Ankara, 20 (A.A.) - 1935
- Harp çıktığı takdirde Amerika, bitaraflık siyasetini muhafaza
edebilir mi!
''- İmkânı yok, Eğer harp çıkarsa, Amerika'nın milletler camiasında
işgal ettiği yüksek mevki her halde müteessir olacaktır. Coğrafi vaziyetleri ne
olursa olsun milletler birbirine bir çok rabıtalarla bağlıdırlar.

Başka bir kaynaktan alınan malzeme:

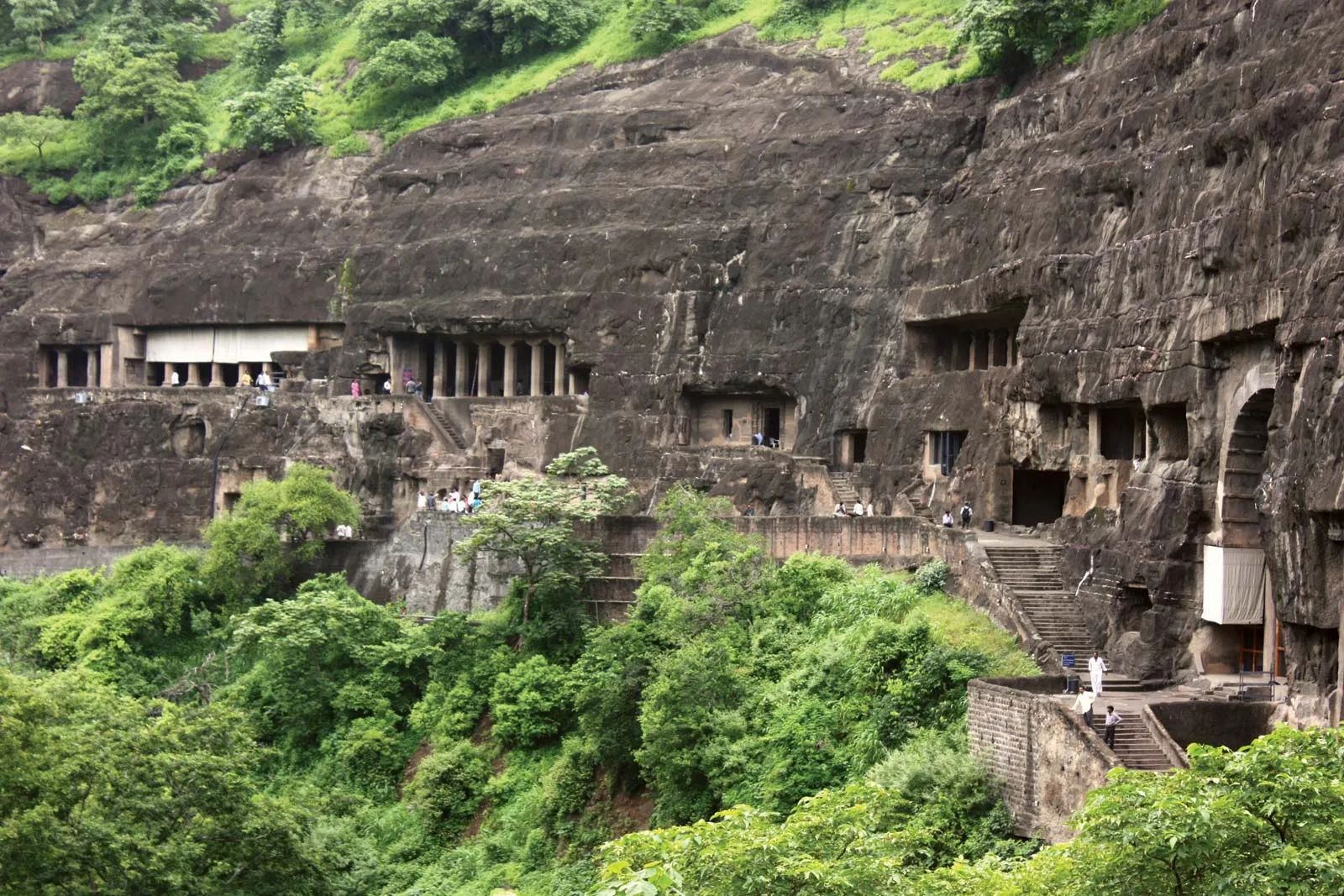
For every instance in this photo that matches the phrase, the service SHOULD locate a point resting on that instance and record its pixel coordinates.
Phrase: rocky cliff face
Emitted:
(1158, 228)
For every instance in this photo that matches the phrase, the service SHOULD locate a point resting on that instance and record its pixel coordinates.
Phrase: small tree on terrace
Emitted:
(275, 527)
(531, 521)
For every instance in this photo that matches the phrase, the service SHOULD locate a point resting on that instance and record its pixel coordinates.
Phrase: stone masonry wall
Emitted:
(1043, 755)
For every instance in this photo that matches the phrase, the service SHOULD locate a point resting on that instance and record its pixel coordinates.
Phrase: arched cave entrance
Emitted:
(1238, 595)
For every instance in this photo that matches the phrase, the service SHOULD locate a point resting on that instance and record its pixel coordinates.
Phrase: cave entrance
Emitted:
(1238, 591)
(773, 426)
(1038, 496)
(1242, 472)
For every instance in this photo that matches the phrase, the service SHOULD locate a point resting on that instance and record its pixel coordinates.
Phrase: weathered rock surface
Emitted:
(1160, 224)
(31, 85)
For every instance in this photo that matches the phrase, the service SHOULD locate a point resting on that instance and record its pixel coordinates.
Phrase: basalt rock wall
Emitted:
(1159, 224)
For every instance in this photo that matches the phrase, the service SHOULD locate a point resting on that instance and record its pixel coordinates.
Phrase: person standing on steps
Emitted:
(1097, 668)
(1084, 705)
(1112, 720)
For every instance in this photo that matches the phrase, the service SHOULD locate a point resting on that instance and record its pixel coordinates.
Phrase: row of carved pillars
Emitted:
(60, 376)
(219, 375)
(468, 383)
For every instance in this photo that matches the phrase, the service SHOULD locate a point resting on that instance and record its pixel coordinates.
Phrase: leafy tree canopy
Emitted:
(273, 527)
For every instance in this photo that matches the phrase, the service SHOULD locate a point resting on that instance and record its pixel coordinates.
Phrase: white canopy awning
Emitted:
(1234, 584)
(223, 344)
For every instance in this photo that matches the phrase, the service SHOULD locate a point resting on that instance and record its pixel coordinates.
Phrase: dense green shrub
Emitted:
(1014, 35)
(449, 785)
(279, 114)
(933, 575)
(531, 703)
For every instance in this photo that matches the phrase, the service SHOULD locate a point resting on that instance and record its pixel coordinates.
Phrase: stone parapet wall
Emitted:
(1045, 758)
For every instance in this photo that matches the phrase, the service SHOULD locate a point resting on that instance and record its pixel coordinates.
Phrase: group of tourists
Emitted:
(965, 516)
(1097, 671)
(450, 501)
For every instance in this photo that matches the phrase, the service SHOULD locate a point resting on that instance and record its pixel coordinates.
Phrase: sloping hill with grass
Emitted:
(163, 85)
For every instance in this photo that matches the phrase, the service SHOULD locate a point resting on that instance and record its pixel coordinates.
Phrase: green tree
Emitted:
(381, 22)
(523, 26)
(663, 20)
(105, 794)
(531, 523)
(132, 97)
(276, 116)
(417, 65)
(261, 49)
(35, 130)
(35, 18)
(323, 658)
(275, 527)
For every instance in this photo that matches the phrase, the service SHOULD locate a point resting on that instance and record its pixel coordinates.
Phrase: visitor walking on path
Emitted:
(1084, 705)
(1112, 720)
(1097, 668)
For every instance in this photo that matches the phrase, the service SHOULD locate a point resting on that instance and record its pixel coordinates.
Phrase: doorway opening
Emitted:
(1038, 496)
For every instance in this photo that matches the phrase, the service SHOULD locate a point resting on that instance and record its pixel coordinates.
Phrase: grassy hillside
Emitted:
(349, 74)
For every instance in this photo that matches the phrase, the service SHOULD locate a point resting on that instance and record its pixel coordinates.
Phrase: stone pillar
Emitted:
(107, 365)
(92, 367)
(460, 374)
(394, 369)
(440, 369)
(538, 383)
(483, 369)
(510, 367)
(559, 367)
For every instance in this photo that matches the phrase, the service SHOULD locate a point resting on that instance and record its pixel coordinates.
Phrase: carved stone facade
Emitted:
(1108, 304)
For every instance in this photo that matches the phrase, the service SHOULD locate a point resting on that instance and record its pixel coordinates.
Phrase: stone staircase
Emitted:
(438, 421)
(1135, 745)
(1032, 571)
(842, 485)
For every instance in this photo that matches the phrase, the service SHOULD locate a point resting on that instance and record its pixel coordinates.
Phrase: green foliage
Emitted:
(933, 575)
(1014, 35)
(531, 523)
(449, 786)
(416, 65)
(104, 794)
(35, 18)
(737, 681)
(323, 658)
(531, 703)
(262, 47)
(279, 114)
(273, 527)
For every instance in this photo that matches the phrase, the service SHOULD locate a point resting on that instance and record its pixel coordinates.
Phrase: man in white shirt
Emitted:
(1084, 705)
(1097, 668)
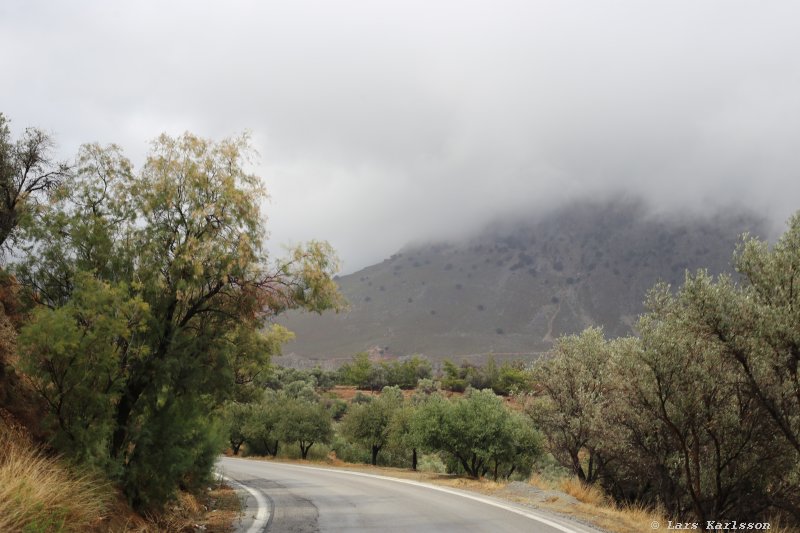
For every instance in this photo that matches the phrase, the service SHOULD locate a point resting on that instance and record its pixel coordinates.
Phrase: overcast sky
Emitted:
(382, 122)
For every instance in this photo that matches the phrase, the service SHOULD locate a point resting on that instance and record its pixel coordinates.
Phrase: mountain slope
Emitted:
(517, 286)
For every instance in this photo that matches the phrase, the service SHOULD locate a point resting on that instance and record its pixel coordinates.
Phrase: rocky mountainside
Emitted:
(517, 286)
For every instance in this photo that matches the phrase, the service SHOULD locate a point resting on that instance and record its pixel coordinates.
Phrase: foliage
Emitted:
(305, 423)
(235, 416)
(177, 251)
(700, 413)
(478, 432)
(27, 171)
(368, 424)
(571, 408)
(509, 378)
(261, 426)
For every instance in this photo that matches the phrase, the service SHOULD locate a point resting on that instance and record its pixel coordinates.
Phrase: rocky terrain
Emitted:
(514, 288)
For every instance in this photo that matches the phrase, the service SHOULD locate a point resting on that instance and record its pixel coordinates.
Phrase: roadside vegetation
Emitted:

Bundan başka, Amerika büyük ve kuvvetli, ve dünyanın her yerinde
alâkası olan bir devlet olduğundan kendisinin siyaset ve iktisadiyat cihetinden
ikinci derecede bir mevkie düşmesine aslâ müsaade edemez.''
- Milletler Cemiyeti'nin, sulhun muhafazası için müessir bir vasıta
olduğunu zannediyor musunuz?
''- Milletler Cemiyeti, henüz kat'î ve müessir bir vasıta olduğunu
ispat etmemiştir. Diğer taraftan Milletler Cemiyeti bugün, bütün milletlerin,
müşterek gayenin tahakkuku için çalışabilecekleri yegâne teşkilâttır.

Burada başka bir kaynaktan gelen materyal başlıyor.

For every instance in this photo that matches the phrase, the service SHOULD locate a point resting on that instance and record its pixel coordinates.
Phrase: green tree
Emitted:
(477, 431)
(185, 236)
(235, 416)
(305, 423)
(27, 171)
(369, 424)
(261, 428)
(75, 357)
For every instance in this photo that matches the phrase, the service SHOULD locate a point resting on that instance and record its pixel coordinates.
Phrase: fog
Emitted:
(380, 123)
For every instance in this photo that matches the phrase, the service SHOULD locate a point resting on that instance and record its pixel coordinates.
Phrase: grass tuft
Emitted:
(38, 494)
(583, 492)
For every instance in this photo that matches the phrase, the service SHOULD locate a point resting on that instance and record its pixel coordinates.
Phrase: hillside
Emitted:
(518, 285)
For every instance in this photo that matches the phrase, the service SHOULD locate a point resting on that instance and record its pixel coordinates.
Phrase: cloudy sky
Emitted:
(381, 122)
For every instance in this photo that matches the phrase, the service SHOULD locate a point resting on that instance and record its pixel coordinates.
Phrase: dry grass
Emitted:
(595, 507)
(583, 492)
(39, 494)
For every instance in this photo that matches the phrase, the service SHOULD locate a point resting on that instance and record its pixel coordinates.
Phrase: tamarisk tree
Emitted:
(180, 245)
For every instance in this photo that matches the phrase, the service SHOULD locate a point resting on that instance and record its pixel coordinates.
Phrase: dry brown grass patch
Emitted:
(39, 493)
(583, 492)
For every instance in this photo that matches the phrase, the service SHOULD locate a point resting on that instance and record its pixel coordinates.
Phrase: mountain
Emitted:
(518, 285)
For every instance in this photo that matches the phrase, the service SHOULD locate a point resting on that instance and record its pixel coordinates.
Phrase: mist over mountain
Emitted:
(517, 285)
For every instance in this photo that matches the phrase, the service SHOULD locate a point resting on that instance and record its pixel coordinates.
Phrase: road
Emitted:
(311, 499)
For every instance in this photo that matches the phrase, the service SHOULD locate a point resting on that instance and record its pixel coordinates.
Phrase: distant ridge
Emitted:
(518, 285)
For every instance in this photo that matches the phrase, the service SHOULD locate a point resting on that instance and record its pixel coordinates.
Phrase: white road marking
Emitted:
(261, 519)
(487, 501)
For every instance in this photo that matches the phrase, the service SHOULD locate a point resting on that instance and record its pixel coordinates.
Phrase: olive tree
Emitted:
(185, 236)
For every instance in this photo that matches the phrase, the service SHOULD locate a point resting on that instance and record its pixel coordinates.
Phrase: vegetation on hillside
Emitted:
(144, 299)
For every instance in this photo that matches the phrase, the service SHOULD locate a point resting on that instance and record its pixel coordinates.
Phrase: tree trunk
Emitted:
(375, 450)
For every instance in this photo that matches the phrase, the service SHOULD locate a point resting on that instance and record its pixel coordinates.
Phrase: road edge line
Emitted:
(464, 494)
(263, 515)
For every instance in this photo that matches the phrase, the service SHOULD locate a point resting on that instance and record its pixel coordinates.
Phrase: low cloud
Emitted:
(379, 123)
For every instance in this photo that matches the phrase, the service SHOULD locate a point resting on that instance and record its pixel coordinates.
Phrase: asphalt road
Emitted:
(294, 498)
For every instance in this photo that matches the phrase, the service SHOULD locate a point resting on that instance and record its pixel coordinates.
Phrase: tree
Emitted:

Şuna da kaaniim ki, eğer devamlı sulh isteniyorsa kütlelerin
vaiyetlerini iyileştirecek beynelmilel tedbirler alınmalıdır. İnsanlığın heyet-i
umumiyesinin refahı açık ve tazyikın yerine geçmelidir.

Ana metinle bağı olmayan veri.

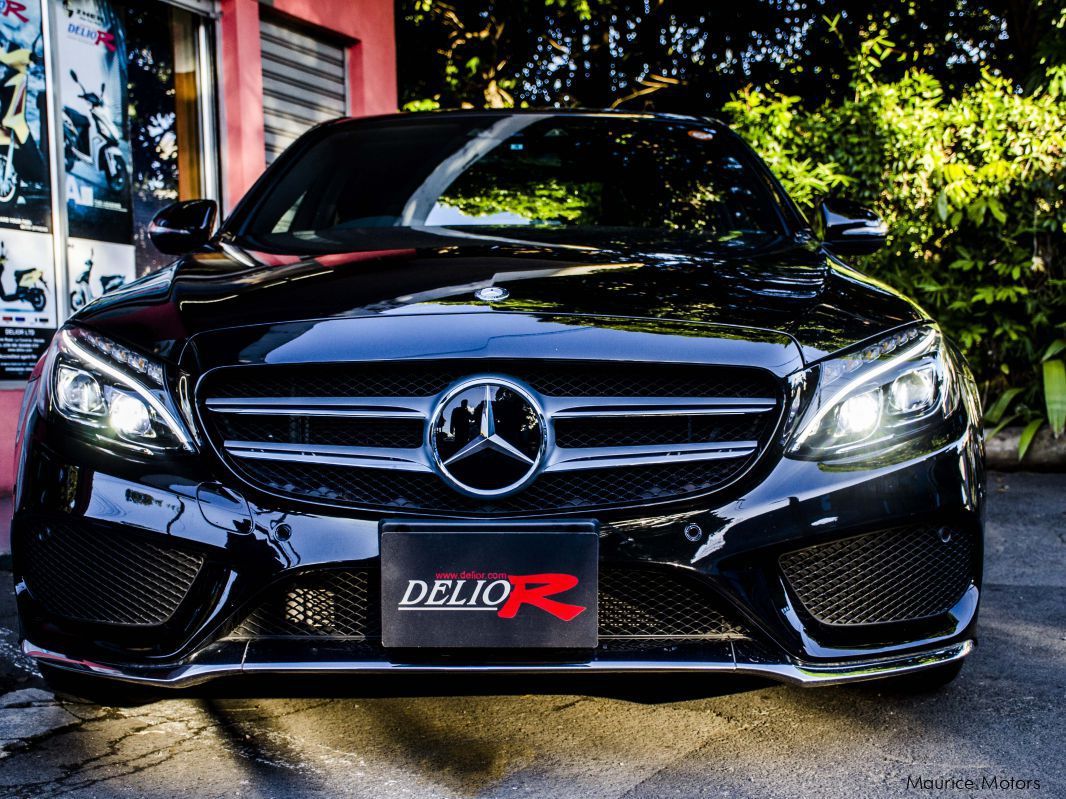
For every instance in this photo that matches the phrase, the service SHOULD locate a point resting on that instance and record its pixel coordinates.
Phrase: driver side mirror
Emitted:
(183, 226)
(848, 228)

Dünya vatandaşları, haset, açgözlülük ve kinden uzaklaşacak şekilde
terbiye edilmelidir.''
- Türkiye'de Bolşevikliğin yayılmasından korkuyor musunuz?
''- Türkiye'de Bolşeviklik olmayacaktır. Çünkü Türk hükûmetinin ilk
gayesi, halka hürriyet ve saadet vermek, askerlerimize olduğu kadar, sivil
halkımıza da iyi bakmaktır.''
- Niye diktatör diye çağrılmaktan hoşlanmıyorsunuz?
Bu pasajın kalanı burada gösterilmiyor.